2 . The method according to claim 1 , wherein the step of determining as a function of frequency a loop gain comprises the further steps of:
determining the attenuation of the acoustic feedback path; determining the gain of the hearing aid from input to output; and determining the loop gain as the product of said determined attenuation of the acoustic feedback path and said determined gain of the hearing aid.
3 . The method according to claim 1 , wherein the step of determining as a function of frequency a measure of feedback path change comprises the further step of:
determining a frequency dependent statistical estimate of a drift of at least one adaptive feedback cancellation filter characteristic.
4 . The method according to claim 1 , wherein the step of determining as a function of frequency a measure of tonal components comprises the further steps of:
estimating for a plurality of frequency ranges a minimum and a maximum value of signal power in the input transducer output signal; and determining the measure of tonal components based on a ratio of the estimated maximum value of the signal power compared to the estimated minimum value of the signal power, wherein the measure of tonal components decreases with the estimated ratio.

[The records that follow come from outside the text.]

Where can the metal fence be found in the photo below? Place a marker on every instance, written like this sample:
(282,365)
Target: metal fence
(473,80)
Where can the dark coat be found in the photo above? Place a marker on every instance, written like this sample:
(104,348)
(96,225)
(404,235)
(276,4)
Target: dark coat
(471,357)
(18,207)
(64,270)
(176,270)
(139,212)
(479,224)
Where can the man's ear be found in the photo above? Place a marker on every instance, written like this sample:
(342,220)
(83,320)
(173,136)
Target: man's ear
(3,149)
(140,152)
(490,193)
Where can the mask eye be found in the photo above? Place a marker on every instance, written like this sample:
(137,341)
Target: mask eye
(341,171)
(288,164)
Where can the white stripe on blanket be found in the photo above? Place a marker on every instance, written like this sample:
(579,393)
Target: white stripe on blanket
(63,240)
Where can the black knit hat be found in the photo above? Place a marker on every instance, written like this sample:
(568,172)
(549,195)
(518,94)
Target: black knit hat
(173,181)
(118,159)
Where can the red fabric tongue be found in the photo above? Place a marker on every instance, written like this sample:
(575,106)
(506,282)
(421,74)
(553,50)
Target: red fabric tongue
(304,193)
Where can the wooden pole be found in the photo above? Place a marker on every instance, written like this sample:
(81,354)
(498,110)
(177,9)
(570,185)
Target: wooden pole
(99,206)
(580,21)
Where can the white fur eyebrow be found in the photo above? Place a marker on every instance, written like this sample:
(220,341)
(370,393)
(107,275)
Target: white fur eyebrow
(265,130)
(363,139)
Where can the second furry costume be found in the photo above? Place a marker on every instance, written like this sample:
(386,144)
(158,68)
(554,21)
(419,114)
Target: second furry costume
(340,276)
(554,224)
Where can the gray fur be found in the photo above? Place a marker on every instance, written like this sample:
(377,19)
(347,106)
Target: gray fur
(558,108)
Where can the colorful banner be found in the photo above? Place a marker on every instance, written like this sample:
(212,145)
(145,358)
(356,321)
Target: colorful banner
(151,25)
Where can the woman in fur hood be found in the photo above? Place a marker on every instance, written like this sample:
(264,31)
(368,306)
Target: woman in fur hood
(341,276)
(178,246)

5 . The method according to claim 1 , wherein the step of determining as a function of frequency a measure of tonal components comprises the further steps of:
estimating for a plurality of frequency ranges the signal bandwidth of the input transducer output signal; and determining the measure of tonal components based on the determined signal bandwidth and the stability of the signal in the main signal path, wherein the measure of tonal components decreases with the determined bandwidth and increases with the stability if the determined bandwidth is below a given threshold.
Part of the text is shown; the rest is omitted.